Over the years, the combined population of Kemmerer and Diamondville has shrunk from about 6,000 to 3,000, Muir estimated. “We have a housing surplus. There’s been people taking vacant houses and fixing them up already” in anticipation of demand from the Natrium project, he said. Businesses throughout the southwest corner of the state are also fixing up existing hotels, apartments and RV parks to prepare for construction activity.
So far, TerraPower and community leaders agree they don’t want man camps — essentially batteries of mobile living units that isolate workers from their families and nearby towns — that have a reputation for contributing to crime spikes.
“They don’t want man camps. We don’t want man camps,” Muir said, adding that private developers are already working to build new housing in addition to existing vacant housing. “I think we’re going to be just fine” when it comes to housing.
Still, much of the existing vacant housing is in disrepair, resulting in high rental prices for those that are livable, Miller said, putting a typical rental home at $1,200 to $1,500 a month. That’s more than many residents working a non-energy sector job can afford. Miller said she worries that more temporary, high-wage earners coming to town is likely to increase the cost of living for elderly and low-income residents.
Another trend of energy boom-times is that small businesses and local governments struggle to fill lower-wage positions in retail, restaurants and social services. That’s already a struggle in the community, she said.

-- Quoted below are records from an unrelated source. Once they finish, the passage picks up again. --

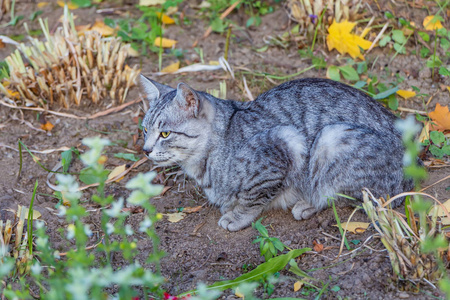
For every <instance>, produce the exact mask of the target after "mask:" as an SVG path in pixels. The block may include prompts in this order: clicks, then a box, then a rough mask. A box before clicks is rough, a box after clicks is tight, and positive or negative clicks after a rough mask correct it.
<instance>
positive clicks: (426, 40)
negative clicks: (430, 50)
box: [418, 31, 430, 42]
mask: <svg viewBox="0 0 450 300" xmlns="http://www.w3.org/2000/svg"><path fill="white" fill-rule="evenodd" d="M418 34H419V35H420V37H421V38H422V39H423V40H424V41H425V42H429V41H430V36H429V35H428V33H426V32H423V31H419V32H418Z"/></svg>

“We can’t open the outdoor swimming pool right now because they can’t hire lifeguards,” Miller said.
From backslide to boom
Another challenge for energy boom-and-bust towns is that a boom typically follows years of bust. Beginning with massive coal mine layoffs in 2016 and exacerbated by the pandemic’s early stages, the state made a series of budget cuts that reduced many state and local services.
“It is a harsh reality that at this point every cut will hurt,” Gov. Mark Gordon said of his proposed budget cuts in the fall of 2020. “It is a harsh reality that we cannot reduce spending without inciting further hardship on seniors, people with disabilities, and those suffering from mental illness and substance addictions.”
Since, the state has begun to restore funding to state programs that were trimmed, Gordon told WyoFile. He blames federal policies against fossil fuels for necessitating budget cuts, which he agrees didn’t help communities prepare for the current increase in big energy projects in the state.
“What I tell them [the Biden administration and federal officials] is, ‘if you cut fossil fuel production in states like Wyoming and New Mexico, you are cutting social services, education — all of those things,’” Gordon said. “You need to be a partner and step up.”
Legislative efforts to diversify the tax base have yet to take hold leaving state-funded public services reliant on fossil fuel revenues.
The challenge to transition from a declining energy economy to a booming one is a major focal point of a suite of federal “energy community” programs and funding available through the Inflation Reduction Act and Infrastructure Investment and Jobs Act. Communities like Kemmerer and Diamondville are ideal candidates to qualify for major federal grants, said Brian Anderson, executive director of the Interagency Working Group on Coal and Power Plant Communities and Economic Revitalization. That’s why his group conducts biweekly discussions with Wyoming leaders — to match community needs with federal funding.
“We know that there were declines already happening,” Anderson said, “and we need to help bring them up to speed so we don’t leave folks behind.”
Miller said those community services and infrastructure investments need to happen before major energy projects begin. Otherwise, residents could feel the impacts much more than the long-term benefits.
“I’m concerned with the impact of what’s already happening — and we haven’t even really started,” Miller said. “Our infrastructure has been failing for a really long time here.”